A Suite of Linguistic Tools for Use with the Penn-II Treebank
Abstract
Proceedings of LFG03; CSLI Publications On-line
Treebanks of parsed, annotated text corpora are becoming more and more
important resources in many areas of descriptive, theoretical and
computational linguistic research. In LFG too, there exists quite a
large body of work on semi-automatic extraction of large-scale
resources, including grammars (e.g. Cahill et al., 2002a;
Zinsemeister et al., 2002; Frank et al., 2003),
subcategorisation frames (van Genabith et al., 1999; Cahill
et al., 2003), and < c,f > pairs of LFG
representations (e.g. Cahill et al., 2002b).
The current paper describes a suite of tools for inspection of the
Penn-II Treebank. Cahill et al. (2002a) describes an algorithm
for automatically annotating the 1 million words in 50,000 sentences
in the treebank with f-structure annotations. This annotation method
scales up by an order of magnitude on the method of van Genabith
et al. (1999). Given the size of the dataset, a number of tools
have been built in order to facilitate the inspection and annotation
of the treebank trees. The tools include:
- treebank inspection and viewing options which enable searching
for CFG-rule tokens extracted from the treebank;
- graphical display of trees and subtrees according to rule instances;
- display of the yield of the subtree (with and without context);
- tagging and PCFG-parsing of new input;
- an automatic annotation tool;
- an f-structure generator.
Figure 1 illustrates the display of a < c,f >
pair for the simple sentence A man saw a woman. While some of
the tools have been described in (Cahill and van Genabith, 2002), we
shall demonstrate a number of new facilities, including the extraction
of subcategorisation frames and quasi-logical forms, an automatic
annotation algorithm, and full LFG parsing into both c- and
f-structures of unseen input, should the user require. (Available at
http://www.computing.dcu.ie/~acahill/get_lfg.html) This is made
possible by a PCFG chart parser (based on the CYK algorithm) which
operates on CFG grammars extracted by the annotation algorithm
presented in Cahill et al. (2002a).
Figure 1: A $< c,f >$ pair for a simple sentence
References
- Cahill, A., M. McCarthy, J. van Genabith and A. Way (2002a): `Automatic
Annotation of the Penn-Treebank with LFG F-Structure Information', in
Proceedings of the LREC Workshop on Linguistic Knowledge
Acquisition and Representation: Bootstrapping Annotated Language
Data, Las Palmas, Spain, pp.8-15.
- Cahill, A., M. McCarthy, J. van Genabith and A. Way (2002b): `Parsing
Text with a PCFG derived from Penn-II with an Automatic F-Structure
Annotation Procedure', in M. Butt and T. Holloway-King (eds.)

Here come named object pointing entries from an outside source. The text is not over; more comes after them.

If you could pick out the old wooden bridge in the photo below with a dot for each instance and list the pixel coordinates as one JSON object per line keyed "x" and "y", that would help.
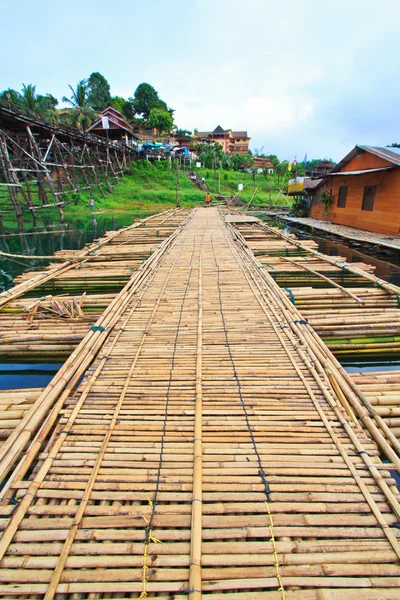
{"x": 201, "y": 440}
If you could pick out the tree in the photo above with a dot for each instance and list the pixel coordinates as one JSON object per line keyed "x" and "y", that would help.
{"x": 117, "y": 102}
{"x": 81, "y": 115}
{"x": 122, "y": 106}
{"x": 273, "y": 159}
{"x": 161, "y": 120}
{"x": 145, "y": 99}
{"x": 32, "y": 102}
{"x": 9, "y": 96}
{"x": 98, "y": 90}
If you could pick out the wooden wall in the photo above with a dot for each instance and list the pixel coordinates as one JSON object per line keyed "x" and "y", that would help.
{"x": 385, "y": 218}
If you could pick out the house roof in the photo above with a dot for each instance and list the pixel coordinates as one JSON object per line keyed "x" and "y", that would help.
{"x": 114, "y": 117}
{"x": 358, "y": 172}
{"x": 384, "y": 153}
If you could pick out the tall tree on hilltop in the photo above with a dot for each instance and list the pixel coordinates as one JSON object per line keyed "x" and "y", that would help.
{"x": 161, "y": 120}
{"x": 145, "y": 99}
{"x": 81, "y": 115}
{"x": 32, "y": 102}
{"x": 99, "y": 95}
{"x": 122, "y": 106}
{"x": 9, "y": 96}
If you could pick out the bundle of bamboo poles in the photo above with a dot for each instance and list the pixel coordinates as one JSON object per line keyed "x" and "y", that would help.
{"x": 14, "y": 404}
{"x": 382, "y": 388}
{"x": 267, "y": 488}
{"x": 37, "y": 280}
{"x": 325, "y": 366}
{"x": 45, "y": 410}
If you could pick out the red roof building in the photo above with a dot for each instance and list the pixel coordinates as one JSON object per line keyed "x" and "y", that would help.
{"x": 232, "y": 142}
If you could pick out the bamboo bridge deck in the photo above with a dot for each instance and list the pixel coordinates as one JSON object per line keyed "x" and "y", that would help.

Proceedings of the Seventh International Conference on LFG, CSLI
Publications, Stanford, CA., pp.76-95.
- Cahill, A., M. McCarthy, J. van Genabith and A. Way (2003):
`Quasi-logical forms from f-structures for the Penn treebank', in
Proceedings of the Fifth International Workshop on Computational
Semantics, Tilburg, The Netherlands, pp.55-71.
- Cahill, A. and J. van Genabith (2002): `TTS: A Treebank Tool Suite',
in Proceedings of LREC 2002, Third International Conference on
Language Resources and Evaluation, Las Palmas, Spain, p.1712-1717.
- Frank, A., L. Sadler, J. van Genabith and A. Way (2003): `From
Treebank Resources to LFG f-Structures', in A. Abeille (ed.)
Building and using Parsed Corpora, Kluwer,
Dordrecht, The Netherlands (in press).
- van Genabith, J., L.Sadler, and A.Way. (1999): `Data-driven
Compilation of LFG Semantic Forms', in EACL-99 Workshop on
Linguistically Interpreted Corpora, Bergen, Norway, pp.69-76.
- Zinsemeister, H., J. Kuhn and S. Dipper (2002): `Utilizing LFG Parses
for Treebank Annotation', in M. Butt and T. Holloway-King (eds.)
Proceedings of the Seventh International Conference on LFG, CSLI
Publications, Stanford, CA., pp.427-447.